This application claims priority and benefit as a division of U.S. patent application Ser. No. 12/618,042, having the same title, filed Nov. 13, 2009 now abandoned.

BACKGROUND

1. Field of the Invention

The present invention relates generally to a system and method for purging bubbles from a fluid ejection head and, more particularly to controlling the amount of ink ejected from the ejection head during a purging operation.

2. Description of the Related Art

Ink jet printers have a permanent fluid ejection head, which are not typically replaced by the customers. Rather, the supply item in this case that is replaced is the fluid cartridge mounted on the fluid ejection head. Air management in the fluid cartridge is an issue, since air can enter the fluid cartridge from several different sources resulting in blockage in the fluid ejection head that result in poor print quality if that air is not removed.

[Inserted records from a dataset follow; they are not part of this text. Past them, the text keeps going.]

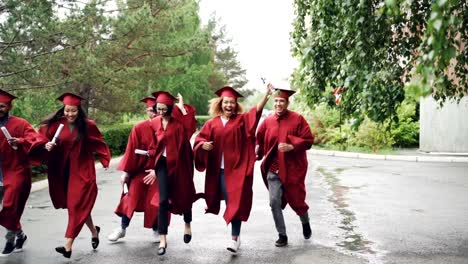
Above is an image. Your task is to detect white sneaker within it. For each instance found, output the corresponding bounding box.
[153,230,161,243]
[227,237,240,254]
[107,227,125,242]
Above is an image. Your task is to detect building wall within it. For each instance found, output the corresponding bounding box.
[419,96,468,153]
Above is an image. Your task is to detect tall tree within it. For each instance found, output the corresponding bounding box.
[208,17,252,96]
[291,0,468,124]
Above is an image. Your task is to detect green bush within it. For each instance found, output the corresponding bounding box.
[101,123,134,156]
[309,103,340,144]
[350,118,395,152]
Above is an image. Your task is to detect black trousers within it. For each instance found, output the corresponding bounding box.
[154,156,192,235]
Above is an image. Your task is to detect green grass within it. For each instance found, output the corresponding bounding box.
[313,145,397,155]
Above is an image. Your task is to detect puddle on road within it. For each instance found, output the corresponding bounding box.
[317,167,376,255]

To purge bubbles, an air tight seal is provided around a plurality of fluid ejection nozzles of the fluid ejection head. The air tight seal has an opening at one end through which a negative pressure is exerted on the plurality of fluid ejection nozzles. The negative pressure removes ink and unwanted bubbles from the fluid ejection head. The fluidic resistance of the fluid ejection head determines the amount of ink removed during the purging operation. Some of the features that affect the fluidic resistance of ink are flow path length, area of the fluid ejection head, nozzle diameter, and fluid viscosity. Usually, there are significant differences in the flow features and fluid viscosity of monochrome ink compared to color ink.

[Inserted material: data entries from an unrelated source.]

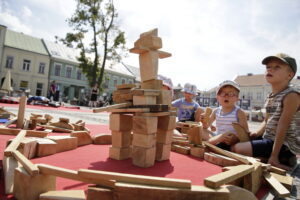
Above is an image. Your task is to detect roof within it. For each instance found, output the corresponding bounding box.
[122,63,141,82]
[4,29,48,55]
[234,74,268,86]
[43,40,80,63]
[105,61,134,77]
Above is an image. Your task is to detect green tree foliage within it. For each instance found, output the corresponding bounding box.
[60,0,126,89]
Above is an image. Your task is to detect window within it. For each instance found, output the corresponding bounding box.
[5,56,14,69]
[23,60,31,71]
[77,70,82,80]
[20,81,28,90]
[39,63,46,74]
[35,83,43,96]
[257,92,262,100]
[66,67,72,78]
[54,64,61,76]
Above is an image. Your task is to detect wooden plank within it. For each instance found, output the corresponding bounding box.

Due to these differences, when the same pressure is applied to the monochrome ink and color ink during a purging operation, one of the color or monochrome ink is removed more than is needed.

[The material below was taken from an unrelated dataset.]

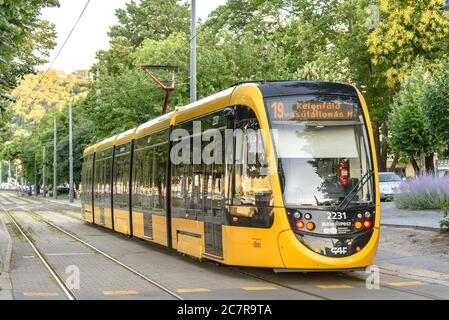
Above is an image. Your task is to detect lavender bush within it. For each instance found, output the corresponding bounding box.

Therefore, it would be advantageous to have a system that can control the amount of ink removed from the fluid ejection head during a purging operation.

SUMMARY OF THE INVENTION

Disclosed herein is a fluid ejection head including a plurality of fluid flow channels that includes a first plurality of fluid flow channels for flow of a first ink and a second plurality of fluid flow channels for flow of a second ink, the first ink being different from the second ink, a plurality of actuator devices including at least a first actuator device in thermal communication with the first plurality of fluid flow channels for heating the first ink, and at least a second actuator device in thermal communication with the second plurality of fluid flow channels for heating the second ink, a plurality of ink vias formed within the plurality of actuator devices, the plurality of ink vias in fluid communication with the first and second plurality of fluid flow channels, a nozzle plate attached to the plurality of actuator devices, the nozzle plate containing a plurality of fluid ejection nozzles corresponding to the plurality of ink vias, and a printer cap positioned adjacent the nozzle plate, the at least the first actuator device being pulsed with a first energy that depends on a viscosity of the first ink, the at least the second actuator device being pulsed with a second energy that depends on a viscosity of the second ink, the first energy being different from the second energy, a negative pressure being applied through the printer cap for purging bubbles from the first plurality of fluid flow channels, the second plurality of fluid flow channels, the plurality of ink vias, and the plurality of fluid ejection nozzles.

In some embodiments, pulsing the at least the first actuator device with the first energy and pulsing the at least the second actuator device with the second energy results in the viscosity of the first ink to be same as the viscosity of second ink.

In another aspect, a method for purging bubbles from a plurality of fluid flow channels and a plurality of ink vias of a fluid ejection head, the method includes pulsing the at least the first actuator device with a first energy, pulsing the at least the second actuator device with a second energy, and applying a negative pressure through the printer cap to purge bubbles from the first plurality of fluid flow channels, the second plurality of fluid flow channels, the plurality of ink vias, and the plurality of fluid ejection nozzles, the first energy being different from the second energy, the first energy and the second energy depending on the viscosity of the first ink and the second ink.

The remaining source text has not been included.